EU Parliament resolution reveals prejudices against Egypt’s presidential elections: House

Amr Kandil , Friday 6 Oct 2023

The House of Representatives said that the European Parliament’s recent resolution on Egypt’s political and human rights affairs reveals prejudice against the country’s upcoming presidential elections, scheduled for December.

 House of Representatives
Egypt s House of Representatives.
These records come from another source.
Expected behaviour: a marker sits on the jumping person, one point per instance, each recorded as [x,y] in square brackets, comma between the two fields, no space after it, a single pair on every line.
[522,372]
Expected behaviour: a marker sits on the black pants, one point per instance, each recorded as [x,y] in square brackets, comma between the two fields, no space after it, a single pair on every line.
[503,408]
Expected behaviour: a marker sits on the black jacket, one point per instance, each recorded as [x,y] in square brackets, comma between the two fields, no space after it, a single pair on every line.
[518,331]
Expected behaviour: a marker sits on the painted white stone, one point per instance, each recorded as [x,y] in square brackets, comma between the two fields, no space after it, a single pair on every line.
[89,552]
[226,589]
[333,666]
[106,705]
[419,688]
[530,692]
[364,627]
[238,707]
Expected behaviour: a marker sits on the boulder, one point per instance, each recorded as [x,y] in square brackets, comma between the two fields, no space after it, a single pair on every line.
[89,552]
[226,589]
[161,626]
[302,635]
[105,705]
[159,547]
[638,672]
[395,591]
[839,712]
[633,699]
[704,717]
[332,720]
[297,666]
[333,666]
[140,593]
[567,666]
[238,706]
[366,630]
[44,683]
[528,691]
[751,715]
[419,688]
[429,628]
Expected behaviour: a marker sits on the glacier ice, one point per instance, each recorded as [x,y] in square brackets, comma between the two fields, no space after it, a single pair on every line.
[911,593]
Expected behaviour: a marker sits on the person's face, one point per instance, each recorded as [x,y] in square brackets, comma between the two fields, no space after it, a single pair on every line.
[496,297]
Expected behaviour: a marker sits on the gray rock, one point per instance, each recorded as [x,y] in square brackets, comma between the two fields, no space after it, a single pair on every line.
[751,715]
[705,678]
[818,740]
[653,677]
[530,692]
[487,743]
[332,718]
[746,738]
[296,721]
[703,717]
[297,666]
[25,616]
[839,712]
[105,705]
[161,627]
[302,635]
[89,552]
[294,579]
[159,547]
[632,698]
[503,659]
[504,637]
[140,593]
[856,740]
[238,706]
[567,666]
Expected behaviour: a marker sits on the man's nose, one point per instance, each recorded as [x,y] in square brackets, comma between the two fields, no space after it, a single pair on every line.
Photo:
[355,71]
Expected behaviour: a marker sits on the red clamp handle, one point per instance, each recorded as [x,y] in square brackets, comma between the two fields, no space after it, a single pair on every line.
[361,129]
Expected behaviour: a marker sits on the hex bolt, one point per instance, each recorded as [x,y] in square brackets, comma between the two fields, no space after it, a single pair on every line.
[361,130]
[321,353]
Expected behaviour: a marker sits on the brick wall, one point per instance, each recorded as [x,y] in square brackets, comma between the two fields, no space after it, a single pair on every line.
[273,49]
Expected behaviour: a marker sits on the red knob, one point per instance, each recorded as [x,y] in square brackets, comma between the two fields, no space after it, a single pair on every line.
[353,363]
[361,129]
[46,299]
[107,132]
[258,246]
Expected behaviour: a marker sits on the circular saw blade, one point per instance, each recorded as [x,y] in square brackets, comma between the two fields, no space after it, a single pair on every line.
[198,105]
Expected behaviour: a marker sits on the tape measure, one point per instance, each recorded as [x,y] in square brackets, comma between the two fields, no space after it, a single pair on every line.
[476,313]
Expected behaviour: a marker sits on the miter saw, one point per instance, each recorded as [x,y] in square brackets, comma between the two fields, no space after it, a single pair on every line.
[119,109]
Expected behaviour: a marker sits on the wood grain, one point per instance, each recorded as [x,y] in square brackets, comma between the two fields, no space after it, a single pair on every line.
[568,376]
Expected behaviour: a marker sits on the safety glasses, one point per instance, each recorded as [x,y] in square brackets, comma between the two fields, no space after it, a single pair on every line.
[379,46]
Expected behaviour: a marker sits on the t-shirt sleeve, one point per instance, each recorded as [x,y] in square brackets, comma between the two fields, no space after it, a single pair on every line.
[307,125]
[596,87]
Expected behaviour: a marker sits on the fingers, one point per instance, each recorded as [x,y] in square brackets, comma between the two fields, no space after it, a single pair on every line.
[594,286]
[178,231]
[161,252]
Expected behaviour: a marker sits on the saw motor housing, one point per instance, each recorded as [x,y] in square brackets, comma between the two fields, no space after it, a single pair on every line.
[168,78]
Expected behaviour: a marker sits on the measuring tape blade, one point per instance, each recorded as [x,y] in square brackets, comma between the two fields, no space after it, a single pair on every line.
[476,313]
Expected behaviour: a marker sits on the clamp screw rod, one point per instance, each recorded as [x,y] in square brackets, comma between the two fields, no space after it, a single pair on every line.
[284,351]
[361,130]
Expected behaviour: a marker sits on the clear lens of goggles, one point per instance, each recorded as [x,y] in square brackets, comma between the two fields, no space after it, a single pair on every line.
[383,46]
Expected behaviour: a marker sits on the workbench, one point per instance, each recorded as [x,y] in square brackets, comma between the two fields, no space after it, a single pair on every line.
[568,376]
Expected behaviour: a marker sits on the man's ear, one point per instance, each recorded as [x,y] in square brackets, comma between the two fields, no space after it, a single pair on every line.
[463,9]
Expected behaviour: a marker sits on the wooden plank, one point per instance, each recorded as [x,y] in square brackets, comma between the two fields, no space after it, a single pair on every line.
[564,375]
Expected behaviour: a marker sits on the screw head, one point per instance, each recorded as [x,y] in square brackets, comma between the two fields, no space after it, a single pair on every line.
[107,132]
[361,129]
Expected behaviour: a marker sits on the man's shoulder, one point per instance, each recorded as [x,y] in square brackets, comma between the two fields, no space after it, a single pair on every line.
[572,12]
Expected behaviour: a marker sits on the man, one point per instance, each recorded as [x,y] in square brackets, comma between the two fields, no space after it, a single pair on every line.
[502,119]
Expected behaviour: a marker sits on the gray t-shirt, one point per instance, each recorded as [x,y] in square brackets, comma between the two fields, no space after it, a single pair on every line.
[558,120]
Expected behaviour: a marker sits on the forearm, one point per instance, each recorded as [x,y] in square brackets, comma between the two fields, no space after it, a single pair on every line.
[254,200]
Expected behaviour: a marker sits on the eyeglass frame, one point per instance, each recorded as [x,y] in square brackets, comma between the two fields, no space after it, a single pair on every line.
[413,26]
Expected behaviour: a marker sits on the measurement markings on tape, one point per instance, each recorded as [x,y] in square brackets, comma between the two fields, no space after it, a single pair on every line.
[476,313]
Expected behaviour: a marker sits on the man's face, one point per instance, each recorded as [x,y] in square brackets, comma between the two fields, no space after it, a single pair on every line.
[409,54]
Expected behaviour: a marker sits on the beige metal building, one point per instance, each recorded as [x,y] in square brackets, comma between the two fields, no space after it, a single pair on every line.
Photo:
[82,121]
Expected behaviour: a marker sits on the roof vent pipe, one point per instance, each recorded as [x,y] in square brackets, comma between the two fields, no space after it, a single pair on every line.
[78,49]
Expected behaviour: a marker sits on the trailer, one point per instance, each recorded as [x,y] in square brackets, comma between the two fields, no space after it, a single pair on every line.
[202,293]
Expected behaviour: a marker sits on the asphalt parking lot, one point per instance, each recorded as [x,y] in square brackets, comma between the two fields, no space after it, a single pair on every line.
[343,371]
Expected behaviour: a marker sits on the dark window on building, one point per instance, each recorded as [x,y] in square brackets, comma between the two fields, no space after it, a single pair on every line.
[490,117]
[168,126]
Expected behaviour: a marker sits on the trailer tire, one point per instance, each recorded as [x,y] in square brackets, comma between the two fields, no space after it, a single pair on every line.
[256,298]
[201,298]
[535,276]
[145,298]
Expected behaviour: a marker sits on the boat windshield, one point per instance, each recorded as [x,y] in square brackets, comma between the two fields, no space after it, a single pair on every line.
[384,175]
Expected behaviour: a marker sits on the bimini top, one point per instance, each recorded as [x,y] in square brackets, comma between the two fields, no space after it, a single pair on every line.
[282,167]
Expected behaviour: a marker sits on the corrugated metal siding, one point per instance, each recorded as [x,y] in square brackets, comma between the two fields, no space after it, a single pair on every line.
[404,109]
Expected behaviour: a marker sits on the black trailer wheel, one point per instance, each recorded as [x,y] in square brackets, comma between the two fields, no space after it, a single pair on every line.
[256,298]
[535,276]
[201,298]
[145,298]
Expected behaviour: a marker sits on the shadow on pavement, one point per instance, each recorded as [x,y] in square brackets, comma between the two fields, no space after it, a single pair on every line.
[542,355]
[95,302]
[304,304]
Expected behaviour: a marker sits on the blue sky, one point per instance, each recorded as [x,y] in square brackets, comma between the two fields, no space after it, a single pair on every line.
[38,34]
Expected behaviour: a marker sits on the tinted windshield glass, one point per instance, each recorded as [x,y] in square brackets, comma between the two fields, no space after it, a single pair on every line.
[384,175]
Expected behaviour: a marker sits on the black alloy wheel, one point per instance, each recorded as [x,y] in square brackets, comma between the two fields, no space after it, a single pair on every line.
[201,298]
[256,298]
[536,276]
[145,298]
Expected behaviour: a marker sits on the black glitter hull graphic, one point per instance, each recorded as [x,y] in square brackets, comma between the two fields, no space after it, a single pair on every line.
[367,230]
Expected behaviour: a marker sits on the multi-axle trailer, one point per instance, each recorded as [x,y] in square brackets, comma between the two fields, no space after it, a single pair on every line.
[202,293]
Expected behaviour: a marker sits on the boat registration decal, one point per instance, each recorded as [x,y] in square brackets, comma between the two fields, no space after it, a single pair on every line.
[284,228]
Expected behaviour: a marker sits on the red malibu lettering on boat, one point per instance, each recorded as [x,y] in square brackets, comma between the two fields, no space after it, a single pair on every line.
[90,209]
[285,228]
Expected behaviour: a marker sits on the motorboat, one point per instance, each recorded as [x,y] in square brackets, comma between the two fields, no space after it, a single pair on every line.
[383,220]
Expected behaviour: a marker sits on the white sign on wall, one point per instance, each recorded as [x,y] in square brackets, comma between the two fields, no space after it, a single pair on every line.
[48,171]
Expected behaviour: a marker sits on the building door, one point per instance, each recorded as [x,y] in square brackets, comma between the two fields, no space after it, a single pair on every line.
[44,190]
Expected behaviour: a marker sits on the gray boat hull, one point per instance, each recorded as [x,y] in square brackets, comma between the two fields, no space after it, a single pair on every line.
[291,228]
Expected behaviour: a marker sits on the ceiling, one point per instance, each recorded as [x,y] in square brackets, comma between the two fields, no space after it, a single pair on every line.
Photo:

File photo


The European Parliament adopted a resolution on Wednesday, calling for Egypt’s authorities to hold “credible, free and fair elections” and stop “harassing peaceful opposition figures” including former MP and aspiring presidential candidate Ahmed El-Tantawy.

In a statement, the House of Representatives denounced the resolution as “part of a series of the European Parliament’s unjustified and desperate attempts to unlawfully evaluate, direct and hold accountable those beyond its member [states].”

The resolution disregards international conventions against foreign interference in the internal affairs of sovereign states, the statement added.

The House labelled the resolution “stillborn” and “lacking in credibility and impartiality.”

Numerous political parties and parliamentarians, as well as the Arab Parliament have also denounced the resolution as a “blatant interference” in Egypt's internal affairs.

‘Holding credible elections’

The House said the resolution’s call for credible, free and fair elections and an end to harassment of presidential candidates and opposition figures lacks objectivity.

“[These claims] reveal their negative prejudices about the electoral process,” the House said, stressing that the National Election Authority (NEA) remains impartial toward presidential hopefuls.

The election authority has earlier denied any violations or acts of favouritism or harassment towards electoral candidates, the statement noted.

The NEA also formed a committee to receive all complaints related to elections, the statement added.

Furthermore, the House said the resolution’s claims that authorities arrested at least 73 of El-Tantawy’s campaign staff and supporters are “contrary to the truth.”

“This claim aims at distorting the integrity of the electoral process,” the statement said, noting that El-Tantawy has not provided the names of those claimed to be arrested.

Egypt is gearing up for its presidential elections in December with multiple candidates expected to stand against incumbent President Abdel-Fattah El-Sisi, who is seeking re-election for a third term.

While some of the aspiring candidates have secured the required endorsements to run for president, others, including El-Tantawy have complained of “harassment” against their supporters, who must endorse them at notary offices nationwide.

As a precondition to run for president, the Egyptian constitution requires candidates to secure endorsements either from at least 20 MPs from the House of Representatives or 25,000 registered voters from at least 15 governorates, with a minimum of 1,000 endorsements from each governorate.

Voting in Egypt will take place 10-12 December, with Egyptians abroad casting their votes 1-3 December.

Political prisoners

In its resolution, the European Parliament for the “immediate and unconditional” release of “political prisoners,” including activist Alaa Abdel-Fattah and 20 journalists.

The resolution claims that the Egyptian state arrested double the number of people it has pardoned since May last year, claiming that those behind bars in Egypt “for peacefully expressing their opinion” total in the tens of thousands.

The House objected to the EU Parliament’s calls, saying they “meddle with the Egyptian judiciary, which was and is a sanctuary of justice.”

The House said these calls constitute “an unacceptable attempt to politicize the rulings [of the Egyptian judiciary].”

Detaining Hisham Kassem

The resolution also called for the Egyptian authorities to “immediately and unconditionally” release prominent publisher and activist Hisham Kassem and drop “politically motivated” charges against him.

The resolution called Kassem an “important liberal voice,” stressing that “defamation laws cannot be used to imprison political opponents.”

The House labelled these calls as “a breach of the Egyptian judicial authority’s independence, despite the European Parliament's frequent calls for that same independence.”

It deemed them an "unacceptable and reprehensible attempt to pressure the Egyptian judiciary before Kassem's scheduled appeal hearing against his imprisonment, scheduled for 7 October,” the House said.

Kassem faced legal action for insulting Kamal Abu Eita, a former minister and opposition figure, along with public employees. The House clarified that the legal process had been followed per Egyptian criminal law in this case.

European violations

In its statement, the House of Representatives called on the European Parliament to instead focus its efforts on violations of rights and freedoms by some of its own member states.

Some European countries are witnessing the violent suppression of freedom of expression and assembly by police forces, as well as racial and religious discrimination, the statement said.

Moreover, some European states display double standards with regard to refugees, as Ukrainian refugees have been welcomed while those from the Middle East and Africa face violence and inhumane treatment, the House asserted.